Südwestfalen IT und der jammervolle Stand der Digitalisierung in deutschen Gemeinden

Der Hackerangriff auf den kommunalen Dienstleister Südwestfalen IT ist rund zwei Monate her, doch an vielen Orten ist bisher noch nicht einmal der IT-Basisbetrieb wieder hergestellt.

Südwestfalen IT und der jammervolle Stand der Digitalisierung in deutschen Gemeinden

Vielleicht wäre es pragmatischer gewesen, die Lösegeldforderung der Cybergang Akira einfach zu erfüllen, die nach einem Ransomware-Angriff am 30.Oktober einging. Der Angriff war über einen kommunalen IT-Dienstleister erfolgt und legte so die öffentliche Verwaltung in Südwestfalen lahm.

Am Anfang dieses Monats waren die Folgen des Hackerangriffs bei den 100 betroffenen Gemeinden in Nordrhein-Westfalen noch immer nicht beseitigt und seither scheint sich außer der Wiederherstellung einiger, weniger Fachverfahren nicht allzu viel getan zu haben,

Das liegt, laut Angaben des Dienstleisters Südwestfalen IT (SIT) an der Komplexität der Aufgabe, Kompatibilitätsproblemen zwischen alten und neuen Systemen in den Verwaltungen und einem anspruchsvollen Zeitplan.

"Die Südwestfalen-IT steht vor einer beispiellosen Herausforderung nach dem bisher größten Cyberangriff auf die öffentliche Verwaltung in Deutschland. Unsere höchste Priorität ist es, die Sicherheit und Funktionsfähigkeit unserer IT-Systeme wiederherzustellen, auch wenn dies heißt, dass wir unsere Zeitpläne anpassen müssen", sagte der Verbandsvorsteher Theo Melcher.

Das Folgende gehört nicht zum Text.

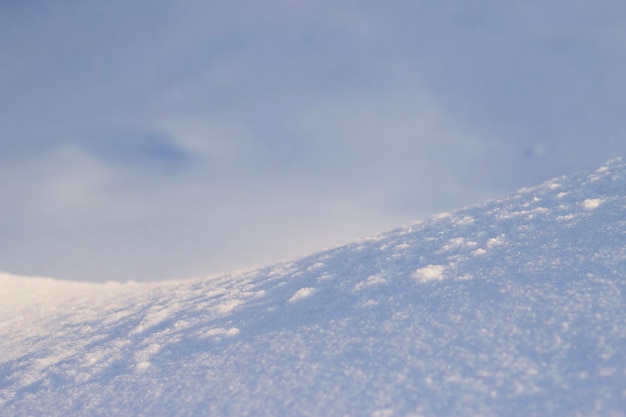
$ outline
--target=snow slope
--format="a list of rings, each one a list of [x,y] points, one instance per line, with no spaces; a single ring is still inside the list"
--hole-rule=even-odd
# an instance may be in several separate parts
[[[625,191],[618,159],[250,272],[1,275],[0,416],[624,416]]]

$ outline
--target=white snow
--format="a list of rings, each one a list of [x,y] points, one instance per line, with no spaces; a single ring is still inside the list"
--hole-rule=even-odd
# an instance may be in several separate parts
[[[602,203],[603,200],[601,198],[588,198],[583,201],[583,207],[585,208],[585,210],[594,210],[600,207],[600,204]]]
[[[413,276],[420,282],[440,281],[444,279],[445,265],[428,265],[415,271]]]
[[[298,291],[296,291],[294,295],[291,296],[291,298],[289,299],[289,302],[293,303],[294,301],[303,300],[305,298],[310,297],[314,292],[315,292],[315,288],[311,288],[311,287],[300,288]]]
[[[380,275],[372,275],[372,276],[367,277],[366,280],[361,281],[358,284],[356,284],[354,287],[354,290],[361,291],[364,288],[373,287],[375,285],[382,285],[382,284],[385,284],[386,282],[387,280],[381,277]]]
[[[284,264],[0,274],[0,416],[624,416],[626,164]]]

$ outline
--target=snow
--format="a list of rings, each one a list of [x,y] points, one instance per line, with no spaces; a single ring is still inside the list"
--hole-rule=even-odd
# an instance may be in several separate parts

Laut Angaben der CT waren im Dezember 170 Personen mit dem Neuaufbau mehrerer Hundert Server und tausender Clients in den südwestfälischen Kommunen beschäftigt, darunter etliche Unterstützer aus anderen IT-Service Unternehmen.

Schlamperei auf ganzer Linie

Inzwischen wird jedoch immer klarer, dass es Unachtsamkeit, Schlendrian und Mängel bei der professionellen Aufsichts- und Sorgfaltspflicht - sowohl in den kommunalen Verwaltungen wie auch bei der SIT - waren, die das jetzige Chaos verursacht haben.

Laut eines Berichts des Westdeutschen Rundfunks (WDR) habe es vielerorts noch nicht einmal Zwei- oder Multi-Faktor-Authentifizierung gegeben. Zudem „wurden schlechte Passwörter verwendet und schlechte Benutzernamen benutzt, die ich herausbekomme. Das ist alles angriffsfähig und das halte ich für sehr, sehr gefährlich", zitiert der WDR den IT-Forensiker Karsten Zimmer, der den Fall untersucht.

Zimmer hält es für sehr problematisch, dass Kommunen ihre IT und die digitale Sicherheit auslagern und fordert strengere Qualitätskontrollen für die beauftragten Dienstleister. Er "Die Dienstleister müssten zertifiziert werden, sie müssten sich auch Hilfe holen." Einen großen Fehler sieht er darin, dass die Behörden dazu neigen, sich die Beschaffung einfach zu machen, und alles aus einer Hand liefern lassen. „Das heißt, das Systemhaus liefert Hard- und Software, macht Beratung und bietet gleichzeitig Sicherheitsberatung an."

Für Sicherheit aber braucht es heutzutage mehr als ein bisschen Hardware- und Software-Know-how. Um zu vermeiden, so Zimmer, dass Cyberkriminell ganze Regionen lahmlegen können, sei externe Security-Beratung und vor allem Schwachstellenerkennung nötig,

In Bergisch Gladbach soll nun zumindest die Auszahlung des Wohngeldes für Januar gewährleistet sein.